[WikiEN-l] Reversing admin actions, was: ArbCom Legislation
Carl Beckhorn
cbeckhorn at fastmail.fm
Wed Jun 18 12:31:54 UTC 2008
On Tue, Jun 17, 2008 at 11:47:40AM -0400, David Goodman wrote:
> This is a proposal that will encourage administrators to not act
> responsibly, by destroying the principle that an administrative action
> can be overturned by another administrator.
Independent of BLP issues, that principle has always been a problem.
Permitting any admin to unilaterally reverse any other admin's action
harms the collegiality of the admin corps and undermines the individual
responsibility of administrators. When it is clear that the original
admin would not agree to having their actions reversed, discussion is in
order, not unilateral reversal.
> Any one of the 1100 or so active administrators can delete material, tc. etc.
> and no one can overturn it without a definite community consensus. any one
> of the 1100 can be as arbitrary as he pleases, and get away with it unless the
> community is willing to actually actively oppose him.
Yes, that's how it should be. Unless there is agreement that an admin
action is actually wrong, no other admin should reverse it simply because
the other admin individually doesn't like it. This is simply a matter of
respect for the original acting administrator, that they don't take their
actions lightly and we don't reverse them lightly.
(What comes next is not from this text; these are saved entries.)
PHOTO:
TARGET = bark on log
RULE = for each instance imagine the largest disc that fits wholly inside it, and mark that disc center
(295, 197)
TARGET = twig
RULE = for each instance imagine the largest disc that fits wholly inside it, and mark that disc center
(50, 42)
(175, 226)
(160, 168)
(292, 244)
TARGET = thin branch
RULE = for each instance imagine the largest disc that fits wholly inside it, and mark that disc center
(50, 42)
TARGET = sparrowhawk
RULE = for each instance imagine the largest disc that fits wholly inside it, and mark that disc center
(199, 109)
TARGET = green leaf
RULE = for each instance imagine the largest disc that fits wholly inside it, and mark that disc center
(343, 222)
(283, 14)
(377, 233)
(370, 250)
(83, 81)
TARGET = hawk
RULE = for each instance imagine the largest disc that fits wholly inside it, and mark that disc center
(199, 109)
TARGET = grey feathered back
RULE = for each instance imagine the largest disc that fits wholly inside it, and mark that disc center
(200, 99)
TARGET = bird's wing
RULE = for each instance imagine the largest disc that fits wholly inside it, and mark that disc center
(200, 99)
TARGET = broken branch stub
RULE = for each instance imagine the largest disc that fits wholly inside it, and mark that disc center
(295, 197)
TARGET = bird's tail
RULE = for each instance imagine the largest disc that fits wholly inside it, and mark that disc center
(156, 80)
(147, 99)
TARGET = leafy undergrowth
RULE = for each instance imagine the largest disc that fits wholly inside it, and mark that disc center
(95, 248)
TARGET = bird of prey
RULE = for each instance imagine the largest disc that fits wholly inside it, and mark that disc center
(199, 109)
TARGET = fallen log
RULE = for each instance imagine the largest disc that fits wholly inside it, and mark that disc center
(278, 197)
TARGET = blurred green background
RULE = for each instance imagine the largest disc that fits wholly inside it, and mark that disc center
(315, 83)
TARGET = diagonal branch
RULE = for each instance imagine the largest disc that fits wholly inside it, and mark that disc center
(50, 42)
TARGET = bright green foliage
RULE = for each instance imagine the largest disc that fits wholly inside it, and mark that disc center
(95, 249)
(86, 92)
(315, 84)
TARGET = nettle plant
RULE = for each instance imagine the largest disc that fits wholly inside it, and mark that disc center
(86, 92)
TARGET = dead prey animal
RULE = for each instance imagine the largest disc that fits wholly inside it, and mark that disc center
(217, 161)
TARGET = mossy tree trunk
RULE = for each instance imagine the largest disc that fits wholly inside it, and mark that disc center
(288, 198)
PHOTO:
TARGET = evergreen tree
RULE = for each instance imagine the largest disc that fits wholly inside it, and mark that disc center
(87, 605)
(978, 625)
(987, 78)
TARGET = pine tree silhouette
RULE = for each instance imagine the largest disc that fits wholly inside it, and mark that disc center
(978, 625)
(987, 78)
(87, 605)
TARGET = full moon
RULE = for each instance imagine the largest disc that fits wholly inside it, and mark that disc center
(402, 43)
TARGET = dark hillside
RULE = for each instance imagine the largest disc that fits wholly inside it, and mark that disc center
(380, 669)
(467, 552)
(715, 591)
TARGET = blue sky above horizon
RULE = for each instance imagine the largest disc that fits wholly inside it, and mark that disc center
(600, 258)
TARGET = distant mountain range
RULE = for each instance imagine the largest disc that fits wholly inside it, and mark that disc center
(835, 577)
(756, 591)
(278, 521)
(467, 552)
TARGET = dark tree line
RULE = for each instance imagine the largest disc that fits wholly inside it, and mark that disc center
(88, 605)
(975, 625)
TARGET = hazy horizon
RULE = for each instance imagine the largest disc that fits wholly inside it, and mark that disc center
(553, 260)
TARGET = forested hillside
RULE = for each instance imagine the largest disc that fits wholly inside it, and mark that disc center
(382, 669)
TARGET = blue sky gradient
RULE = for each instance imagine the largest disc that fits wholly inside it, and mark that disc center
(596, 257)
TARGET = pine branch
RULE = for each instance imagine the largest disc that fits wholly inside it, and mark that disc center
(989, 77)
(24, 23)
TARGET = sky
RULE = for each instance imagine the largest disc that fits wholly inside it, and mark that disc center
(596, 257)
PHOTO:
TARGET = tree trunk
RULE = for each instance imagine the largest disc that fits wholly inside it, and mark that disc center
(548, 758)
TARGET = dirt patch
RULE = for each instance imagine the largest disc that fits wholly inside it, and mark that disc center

Adminship is "not a big deal" because any admin action can be undone
- admins can't permanently change things. We elect administrators for
their judgment, however, and we need to give them sufficient ability to
exercise that judgment, provided they are willing to explain and discuss
their reasoning to those who disagree. The goal of such discussion is
to reach compromise on the matter, something that a unilateral reversal
makes difficult by adding conflict to the situation.